Many of the registration cards were compared to other registrations, and some signatures and birth dates were found to be wrong. The voter total list in Fall River County jumped by more than 1,000 people since June.

The registration cards were turned over to the FBI and the state's Attorney General's office.

In Pennington County, the state's second largest county, 238 registration cards were turned over the county sheriff. Julie Pearson, county auditor, said those registration cards were turned in by an organization called Native American Education and Registration Project. Pearson said the project is cooperating with her office and that two of its employees were responsible for the invalid cards.

The Democratic Party pledged to register more than 10,000 American Indians this year. In 1996, the year Sen. Tim Johnson defeated Larry Pressler for the Senate seat, the American Indian vote was given the credit for putting Johnson over the top in a close race. The Democratic Party has staff on each reservation.

A report in the Sioux Falls Argus Leader on Oct. 15 said that Thune would not rule out a challenge to the election if widespread voter fraud was found, should he lose.
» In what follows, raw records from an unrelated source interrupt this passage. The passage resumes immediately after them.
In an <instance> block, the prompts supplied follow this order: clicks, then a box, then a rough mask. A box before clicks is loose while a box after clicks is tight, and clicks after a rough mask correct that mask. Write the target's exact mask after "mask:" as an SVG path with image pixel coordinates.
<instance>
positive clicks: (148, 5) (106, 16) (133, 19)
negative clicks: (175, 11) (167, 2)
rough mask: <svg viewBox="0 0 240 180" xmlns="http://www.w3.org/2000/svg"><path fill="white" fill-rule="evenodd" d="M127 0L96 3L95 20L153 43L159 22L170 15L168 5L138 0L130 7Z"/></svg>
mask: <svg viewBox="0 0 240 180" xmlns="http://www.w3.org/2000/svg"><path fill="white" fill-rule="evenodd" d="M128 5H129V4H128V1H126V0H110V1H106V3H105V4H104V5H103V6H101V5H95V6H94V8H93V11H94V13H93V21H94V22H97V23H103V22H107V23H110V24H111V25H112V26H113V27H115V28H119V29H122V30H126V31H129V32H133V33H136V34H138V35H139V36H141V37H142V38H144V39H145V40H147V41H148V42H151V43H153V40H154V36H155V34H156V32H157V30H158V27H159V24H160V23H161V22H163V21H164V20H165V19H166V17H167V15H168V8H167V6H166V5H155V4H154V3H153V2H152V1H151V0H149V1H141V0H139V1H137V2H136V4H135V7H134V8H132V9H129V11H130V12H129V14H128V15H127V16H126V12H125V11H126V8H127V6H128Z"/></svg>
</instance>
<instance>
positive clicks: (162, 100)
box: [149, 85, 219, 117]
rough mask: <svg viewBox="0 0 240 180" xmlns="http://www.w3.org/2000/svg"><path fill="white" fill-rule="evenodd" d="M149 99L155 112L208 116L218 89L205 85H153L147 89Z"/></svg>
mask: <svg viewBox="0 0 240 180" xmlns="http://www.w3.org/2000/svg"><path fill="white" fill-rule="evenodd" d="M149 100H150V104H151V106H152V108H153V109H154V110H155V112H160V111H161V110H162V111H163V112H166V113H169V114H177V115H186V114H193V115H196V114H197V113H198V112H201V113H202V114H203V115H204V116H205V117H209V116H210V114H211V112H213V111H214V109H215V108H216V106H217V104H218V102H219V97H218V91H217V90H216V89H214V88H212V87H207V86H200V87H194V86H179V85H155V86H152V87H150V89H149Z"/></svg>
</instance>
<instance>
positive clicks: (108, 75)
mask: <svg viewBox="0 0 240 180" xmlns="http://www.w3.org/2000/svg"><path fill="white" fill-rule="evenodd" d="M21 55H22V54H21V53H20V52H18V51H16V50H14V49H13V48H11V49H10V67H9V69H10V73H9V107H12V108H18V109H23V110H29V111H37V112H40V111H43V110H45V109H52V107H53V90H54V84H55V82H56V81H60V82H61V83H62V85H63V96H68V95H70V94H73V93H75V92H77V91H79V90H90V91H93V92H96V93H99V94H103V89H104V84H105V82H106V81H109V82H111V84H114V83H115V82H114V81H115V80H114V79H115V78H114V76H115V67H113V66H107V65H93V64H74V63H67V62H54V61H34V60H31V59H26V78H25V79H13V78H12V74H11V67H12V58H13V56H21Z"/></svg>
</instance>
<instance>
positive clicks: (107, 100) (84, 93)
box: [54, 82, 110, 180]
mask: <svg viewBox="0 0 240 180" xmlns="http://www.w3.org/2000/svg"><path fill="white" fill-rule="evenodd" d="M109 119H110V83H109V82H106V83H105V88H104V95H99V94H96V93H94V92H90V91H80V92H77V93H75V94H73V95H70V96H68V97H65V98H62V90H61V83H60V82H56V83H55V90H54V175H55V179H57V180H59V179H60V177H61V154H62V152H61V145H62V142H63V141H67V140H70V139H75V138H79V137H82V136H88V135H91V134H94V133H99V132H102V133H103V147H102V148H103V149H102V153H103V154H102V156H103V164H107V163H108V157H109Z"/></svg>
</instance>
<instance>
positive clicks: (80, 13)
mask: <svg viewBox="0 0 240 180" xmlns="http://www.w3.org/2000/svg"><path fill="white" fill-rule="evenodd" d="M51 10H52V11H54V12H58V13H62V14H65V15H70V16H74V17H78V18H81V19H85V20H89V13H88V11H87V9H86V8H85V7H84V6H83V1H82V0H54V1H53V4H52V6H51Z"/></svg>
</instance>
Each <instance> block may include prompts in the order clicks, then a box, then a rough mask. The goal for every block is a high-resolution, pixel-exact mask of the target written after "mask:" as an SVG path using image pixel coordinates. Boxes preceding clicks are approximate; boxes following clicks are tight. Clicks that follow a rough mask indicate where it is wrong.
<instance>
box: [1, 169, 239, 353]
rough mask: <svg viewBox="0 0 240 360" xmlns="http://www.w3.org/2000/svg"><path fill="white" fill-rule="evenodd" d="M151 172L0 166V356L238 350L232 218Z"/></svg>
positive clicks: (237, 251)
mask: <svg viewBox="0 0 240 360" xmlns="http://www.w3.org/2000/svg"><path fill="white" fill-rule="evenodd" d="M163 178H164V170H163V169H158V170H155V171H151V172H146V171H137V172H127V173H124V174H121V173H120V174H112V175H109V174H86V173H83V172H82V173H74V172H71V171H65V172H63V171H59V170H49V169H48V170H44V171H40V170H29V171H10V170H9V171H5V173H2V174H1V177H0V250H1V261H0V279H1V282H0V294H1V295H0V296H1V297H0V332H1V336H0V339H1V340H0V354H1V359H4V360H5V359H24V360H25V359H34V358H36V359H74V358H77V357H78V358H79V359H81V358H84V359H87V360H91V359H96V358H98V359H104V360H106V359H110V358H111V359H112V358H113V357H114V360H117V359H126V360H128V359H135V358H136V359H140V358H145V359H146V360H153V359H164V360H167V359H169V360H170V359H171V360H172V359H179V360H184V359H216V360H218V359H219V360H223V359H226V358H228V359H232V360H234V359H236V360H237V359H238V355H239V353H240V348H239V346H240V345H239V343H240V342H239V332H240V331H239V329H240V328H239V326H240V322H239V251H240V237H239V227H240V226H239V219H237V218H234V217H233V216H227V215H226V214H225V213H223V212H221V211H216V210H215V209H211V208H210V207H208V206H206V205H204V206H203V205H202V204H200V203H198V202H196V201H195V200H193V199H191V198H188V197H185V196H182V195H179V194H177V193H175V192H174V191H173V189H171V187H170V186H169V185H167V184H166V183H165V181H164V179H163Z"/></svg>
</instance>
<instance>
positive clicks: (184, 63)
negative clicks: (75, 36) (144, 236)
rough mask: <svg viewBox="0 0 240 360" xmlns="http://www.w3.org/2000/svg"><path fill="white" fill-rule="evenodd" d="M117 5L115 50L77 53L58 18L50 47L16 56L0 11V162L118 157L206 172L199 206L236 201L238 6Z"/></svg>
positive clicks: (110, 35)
The Thune campaign denies that he said he would challenge the election.

"Thune wants to get to the bottom of this and have an honest election. There is no plan to contest the election and he hopes it would not happen," said Christine Iverson, spokesperson for the Thune campaign.

"The discussion we need now is what are the problems, who is responsible, and fix it."

Iverson added that since the Red Earth-Valleda was employed by the Democratic Party it is the party that should take responsibility.

"I think from what evidence I've seen this is very large. I've seen proof of wrongdoing," said Joel Rosenthal, head of the Republican Party in South Dakota. "The Democrats have said that the Native American population is a large group they have targeted. If they believe those are their voters and do it in a legal way it is appropriate."

He added that he has seen fraudulent registration cards and absentee ballot requests. He also said that the Democratic Party has admitted wrongdoing, mostly by way of firing Red Earth-Valleda, who was acting as their employee.

"(The Democrats) admitted she was their employee and have tried to minimalize this," he said.

The Democrats said that when the issue came to their attention, the person was immediately fired.

"For (the Republicans) to say we should take responsibility is ludicrous," Feinberg said. "We have done more campaign training for staff than has ever been seen in any campaign. We told the people what was acceptable and not. We have done everything in our power to have the best program. Then one independent contractor broke the rules and she was terminated immediately. "There are a number of groups out there who are trying to register and get people into the process, we assume they are going about this in a proper way. My party is not the only game in town."

Eight counties that are near or on the reservations are targeted for investigations to uncover improper voter registration and absentee ballot applications.

Pearson said that in the past registration cards that come from registration drives have always given her office and other auditors problems. When people come to the auditor's office and register, the clerks can detect any problems like forgotten birth dates and illegible information.